Now that casts a whole new light on Biblical translation. The
Hebrew word for astrologer is 'ashaph' which breaks down to ‘the
spirit communicates through the sacred flames.’
The word
‘aur’, for light, means illumination, but also radiance,
happiness and joy in the original Hebrew, just as night ‘layil’
also means adversity, challenge and resistance. You hear the
ancient root of light in words like aura, aurora, our own
Uranus, the planet of divine intuition, and in Ur, the ancient
city, of light, home of the legendary Abraham, father of the
Hebrews in the land of Chaldea.
According to Berosus,
a Chaldean historian and priest, in the tenth generation after
the Biblical flood there was a man among the Chaldeans
(astrologers) called Abram (later changed to Abraham) who
mastered skill in the celestial language of the heavens.
Close to the beginning of the Age of Aries, two millennia before
Christ, God called Abraham to migrate west to start the Hebrew
civilization.
The Old
Testament, from which I’ve been quoting, describes the Age of
Aries from the perspective of the Hebrews. Terah, who was the
father of Abraham, left Ur at that time. Ur was a flourishing
port city, a center for trade between India and Egypt. To
symbolize the Age, Abraham sacrificed God’s provision, the ram.
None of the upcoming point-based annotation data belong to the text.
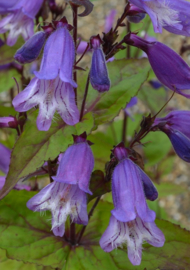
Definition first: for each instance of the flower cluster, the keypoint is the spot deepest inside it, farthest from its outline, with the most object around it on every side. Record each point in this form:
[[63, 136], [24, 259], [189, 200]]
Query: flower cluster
[[131, 222]]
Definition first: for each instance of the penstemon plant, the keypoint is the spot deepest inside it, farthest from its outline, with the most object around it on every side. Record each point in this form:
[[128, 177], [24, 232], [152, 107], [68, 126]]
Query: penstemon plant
[[72, 124]]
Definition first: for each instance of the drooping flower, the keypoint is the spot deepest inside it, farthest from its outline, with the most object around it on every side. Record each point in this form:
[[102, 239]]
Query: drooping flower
[[132, 234], [50, 95], [135, 14], [62, 200], [58, 57], [171, 14], [31, 49], [98, 72], [20, 20], [130, 185], [176, 126], [133, 101], [8, 121], [169, 67], [76, 164], [109, 20]]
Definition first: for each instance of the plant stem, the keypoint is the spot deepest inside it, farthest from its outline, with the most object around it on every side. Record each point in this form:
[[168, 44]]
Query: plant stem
[[84, 98], [72, 233], [89, 216], [128, 53], [75, 25]]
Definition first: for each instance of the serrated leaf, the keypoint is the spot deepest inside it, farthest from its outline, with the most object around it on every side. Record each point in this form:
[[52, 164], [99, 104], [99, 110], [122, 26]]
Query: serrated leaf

Across the world, bull sacrifices from the Age of Taurus were
giving way to ram sacrifices as the equinoxes processed and the
quality of times changed. God became known as Jehovah, the
warrior God, as Aries exemplifies the archetype of the warrior,
pioneer, and leader. It was a militant age of sacred ram
veneration.
Abraham
was a wise spiritual seeker, but also a brave warrior. Moses
later became another fiery leader of this Age. They both
studied the ancient sciences of the Egyptians and understood
that the twelve signs of the Mazzaroth were the immortal
thoughts of God that penetrate creation. The twelve tribes of
Israel (Abraham’s grandson) are associated with the twelve signs
of the zodiac. According to Jewish astrologers, the Hebrews
accepted Deuteronomy 32:8 as proof of the fact that people are
divided into twelve distinct personality types. It says, “When
the Most High divided to the nations their inheritance, when he
separated the sons of Adam, he set the boundaries of the people
according to the number of the tribes of Israel. In astrology
twelve archetypal forces divide people.
The characteristics
of the twelve tribes were given both by Jacob in Genesis 49 when
he blesses his sons and again in Deuteronomy 33 when Moses
blesses the tribes. They correspond to the basic meanings of
the twelve signs used today. God ordered Moses to have the
twelve tribes camp around the holy tabernacle in the exact order
of the zodiac with the entrance to the temple facing east. The
four gateways to the camp were Judea, Rueben, Ephraim, and Dan.
These four tribes correspond to the exact description in Ezekiel
and Revelations of the four living creatures before the throne
of God, which were the lion, the bull, the man, and the eagle.
These four ancient symbols correspond to our own astrological
signs of Leo, Taurus, Aquarius, and Scorpio which contain the
four royal stars of Persia, Regulus in Leo, Aldebaran in Taurus,
Formalhaut in Aquarius, Antares in Scorpio.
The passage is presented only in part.